This is to invite you to participate in the aforementioned research dissemination seminar scheduled to take place on Thursday, 11th February 2021 in the E-Learning Room at CTF1, Level 4 starting at 9:00am. The research project was supported by the Government of Uganda through the Makerere Research and Innovations Fund (Mak-RIF).

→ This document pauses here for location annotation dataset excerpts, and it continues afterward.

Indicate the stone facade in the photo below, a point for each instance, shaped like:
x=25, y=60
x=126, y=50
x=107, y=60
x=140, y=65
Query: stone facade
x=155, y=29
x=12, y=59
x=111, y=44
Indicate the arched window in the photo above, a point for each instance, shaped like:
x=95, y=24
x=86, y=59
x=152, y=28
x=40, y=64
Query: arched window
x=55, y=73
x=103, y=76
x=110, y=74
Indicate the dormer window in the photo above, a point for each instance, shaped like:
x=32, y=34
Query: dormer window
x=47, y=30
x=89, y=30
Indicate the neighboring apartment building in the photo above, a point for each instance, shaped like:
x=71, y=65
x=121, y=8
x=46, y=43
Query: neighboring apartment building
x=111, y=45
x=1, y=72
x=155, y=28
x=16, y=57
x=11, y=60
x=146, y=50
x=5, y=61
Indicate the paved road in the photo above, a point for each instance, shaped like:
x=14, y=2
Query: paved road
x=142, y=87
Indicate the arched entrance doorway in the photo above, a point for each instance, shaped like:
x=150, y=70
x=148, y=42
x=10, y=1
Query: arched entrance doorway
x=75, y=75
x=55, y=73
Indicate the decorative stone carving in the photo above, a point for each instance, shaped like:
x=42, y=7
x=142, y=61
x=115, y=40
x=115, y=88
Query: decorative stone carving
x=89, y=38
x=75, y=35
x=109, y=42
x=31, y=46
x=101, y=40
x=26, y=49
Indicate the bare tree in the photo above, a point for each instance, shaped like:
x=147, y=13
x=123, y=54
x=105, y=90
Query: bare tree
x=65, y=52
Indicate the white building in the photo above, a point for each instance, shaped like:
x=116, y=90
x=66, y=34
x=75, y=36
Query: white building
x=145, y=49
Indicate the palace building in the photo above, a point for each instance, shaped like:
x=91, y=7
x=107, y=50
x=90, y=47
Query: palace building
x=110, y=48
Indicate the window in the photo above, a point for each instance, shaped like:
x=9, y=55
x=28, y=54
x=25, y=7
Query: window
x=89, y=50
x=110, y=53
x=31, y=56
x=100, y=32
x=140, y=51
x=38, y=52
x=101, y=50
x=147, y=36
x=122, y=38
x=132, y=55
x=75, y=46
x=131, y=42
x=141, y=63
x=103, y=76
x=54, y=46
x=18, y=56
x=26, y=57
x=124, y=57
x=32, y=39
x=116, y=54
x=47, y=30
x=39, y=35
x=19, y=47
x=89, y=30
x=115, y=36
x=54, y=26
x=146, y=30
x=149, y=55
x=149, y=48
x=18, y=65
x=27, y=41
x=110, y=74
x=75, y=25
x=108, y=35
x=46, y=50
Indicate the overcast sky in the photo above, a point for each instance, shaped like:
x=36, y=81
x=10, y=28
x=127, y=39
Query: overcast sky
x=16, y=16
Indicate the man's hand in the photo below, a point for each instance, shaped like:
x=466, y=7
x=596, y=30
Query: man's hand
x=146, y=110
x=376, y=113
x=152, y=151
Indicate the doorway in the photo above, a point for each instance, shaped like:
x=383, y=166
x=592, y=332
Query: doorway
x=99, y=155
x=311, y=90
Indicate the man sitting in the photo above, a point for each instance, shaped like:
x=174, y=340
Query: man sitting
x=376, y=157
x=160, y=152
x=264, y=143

***UNIT: Department of Linguistics, English Language Studies and Communication Skills
***PROJECT TITLE: Corpus Development of the “So” Language for Community Empowerment
***PROJECT DISSEMINATION SEMINAR PRESENTED BY - Dr. Celestino Oriikiriza (Principal Investigator), Dr. Fridah Katushemererwe (Co-investigator), Dr. Deo Kawalya (Co-investigator), Mr. Michael Wangotta (Co-investigator), and Mr. Luke Francis Kiwanuka (Librarian) in conjunction with partners: Mr. Richard Nzogi (SIL International, Entebbe), Dr. Sigal Uziel-Karl (Achva Academic College, Israel), Ms. Maria Stolen (SIL International, Entebbe), Mr. Gift Asiku (SIL International, Entebbe), and Mr. Michael Ongunda (SIL International, Entebbe)
***ONLINE PARTICIPATION
Register in advance for this meeting:
After registering, you will receive a confirmation email containing information about joining the meeting.
***PROJECT SUMMARY
This project aimed at developing a documentary corpus (a collection of oral transcriptions) of "So", one of the critically endangered languages in Uganda in Karamoja region. The language is commonly known as Tepeth. The corpus was targeted to serve as a source of data for use in describing the linguistic nature of the language, establishing its spelling system, compiling its vocabulary in dictionary form, and writing the literature, culture, and history of the people using their language. The goal is to preserve the language and to make it a usable tool for development and empowerment of the speakers, who are a marginalised community. The specific objectives of the project were: to conduct a mini survey of the language, to record the spoken form of the language, to create oral transcriptions of the recordings, to create translated versions of the recorded data, and to archive the data in an accessible and retrievable form. In order to achieve the objectives, language survey questionnaires were administered; audio and visual recordings of "So" narratives, conversations, dialogues, songs, personal histories, specific vocabulary, formulaic expressions, procedural descriptions, and the day-to-day language forms were made from the native speakers. The surveys were analysed to further understand the social and linguistic situation of the language. The recordings were labelled with an ID each, edited, processed into careful speech, and translated into Ng’akarimojong, Pokoot, and English as languages of wider communication. The source recordings together with their careful speech versions and translations constitute the documentary corpus. They have been archived in the Makerere University Institutional Repository (MakIR) together with a mini survey report, for a follow-up project to describe the linguistic nature of "So", and for accessibility by linguists, researchers, policymakers, among others, who would like to use the data for reference and analysis.